For Residents, Uncharted Waters

Nobody enters a residency expecting to confront a pan­demic, but that’s exactly what happened to Zach Claudio and Shira Ziegler. Claudio, a third-year resident, remembers the pandemic’s onset as being “in unchartered waters,” what with anxieties of how the disease spread, whether children would be af­fected, and if residents would get sick en masse. Claudio says that unease was quelled somewhat “as Hopkins had been manufacturing some of their own PPE, so we knew we had adequate supplies versus some friends I knew who worked in community hospitals.”

Claudio was redeployed into an adult ICU. His last adult care experi­ence came in medical school, and he admits, “I was nervous at first, because a lot of the co-morbidities these adults had I hadn’t seen in quite some time, being a pediatric resident.
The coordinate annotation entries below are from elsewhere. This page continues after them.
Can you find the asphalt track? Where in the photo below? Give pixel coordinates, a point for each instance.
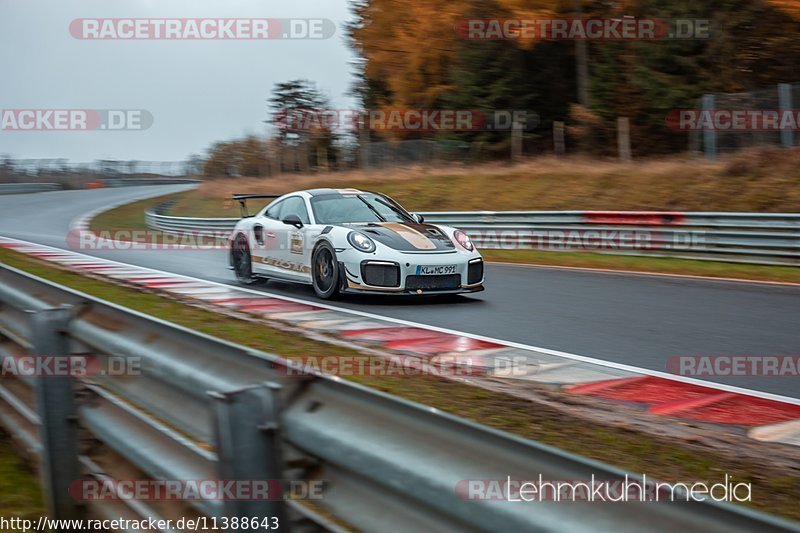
(633, 319)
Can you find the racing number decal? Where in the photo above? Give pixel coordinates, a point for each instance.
(296, 242)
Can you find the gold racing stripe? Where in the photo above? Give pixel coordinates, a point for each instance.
(410, 235)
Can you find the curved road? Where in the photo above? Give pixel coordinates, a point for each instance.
(634, 319)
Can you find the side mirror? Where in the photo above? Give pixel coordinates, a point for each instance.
(293, 220)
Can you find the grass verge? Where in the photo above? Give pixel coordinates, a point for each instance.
(20, 495)
(659, 457)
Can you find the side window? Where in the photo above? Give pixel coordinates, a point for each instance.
(274, 210)
(295, 206)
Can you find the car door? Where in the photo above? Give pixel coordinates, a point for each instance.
(293, 243)
(264, 241)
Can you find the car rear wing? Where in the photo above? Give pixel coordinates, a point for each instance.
(242, 199)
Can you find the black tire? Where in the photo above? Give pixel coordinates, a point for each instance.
(325, 272)
(241, 260)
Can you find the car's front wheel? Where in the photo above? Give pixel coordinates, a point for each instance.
(325, 272)
(241, 260)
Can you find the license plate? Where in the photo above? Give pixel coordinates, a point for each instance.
(433, 270)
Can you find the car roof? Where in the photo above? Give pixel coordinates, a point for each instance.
(330, 190)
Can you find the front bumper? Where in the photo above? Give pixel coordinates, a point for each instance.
(403, 276)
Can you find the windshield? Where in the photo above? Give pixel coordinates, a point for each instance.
(353, 208)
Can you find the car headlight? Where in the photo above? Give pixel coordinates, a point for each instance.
(464, 240)
(361, 242)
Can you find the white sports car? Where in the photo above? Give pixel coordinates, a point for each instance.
(346, 240)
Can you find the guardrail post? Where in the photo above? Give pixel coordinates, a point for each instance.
(55, 404)
(709, 135)
(248, 448)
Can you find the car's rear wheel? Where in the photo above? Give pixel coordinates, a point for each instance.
(242, 262)
(325, 272)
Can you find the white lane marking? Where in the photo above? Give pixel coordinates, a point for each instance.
(512, 344)
(645, 273)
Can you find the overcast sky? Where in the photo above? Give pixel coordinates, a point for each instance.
(197, 91)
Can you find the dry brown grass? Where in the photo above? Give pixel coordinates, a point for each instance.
(765, 181)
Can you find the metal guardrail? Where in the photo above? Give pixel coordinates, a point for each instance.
(737, 237)
(204, 408)
(24, 188)
(135, 182)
But we had a really strong team where no one cared that I was a pediatrician; I always felt I had someone who could answer my questions, and I never felt like I was doing anything unsafe.”

For Ziegler, a third-year pediatrics and genetics resident with an M.D./Ph.D., COVID ground her research to a sudden halt. “They needed (clinical) hands, and though it’s a little cliché, I had this very inner desire to help,” says Ziegler, who volunteered to work in the part of the PICU redesigned for adult patients with COVID. “We cre­ated a biodome and had to bring in all this adult equipment; new beds, pumps, supplies, lots of logistics for dealing with patients five times larger than who we’re used to taking care of,” says Ziegler. “But our team rallied and just came together, focusing on giving them the best care during a novel virus and circumstances nobody could have expected.”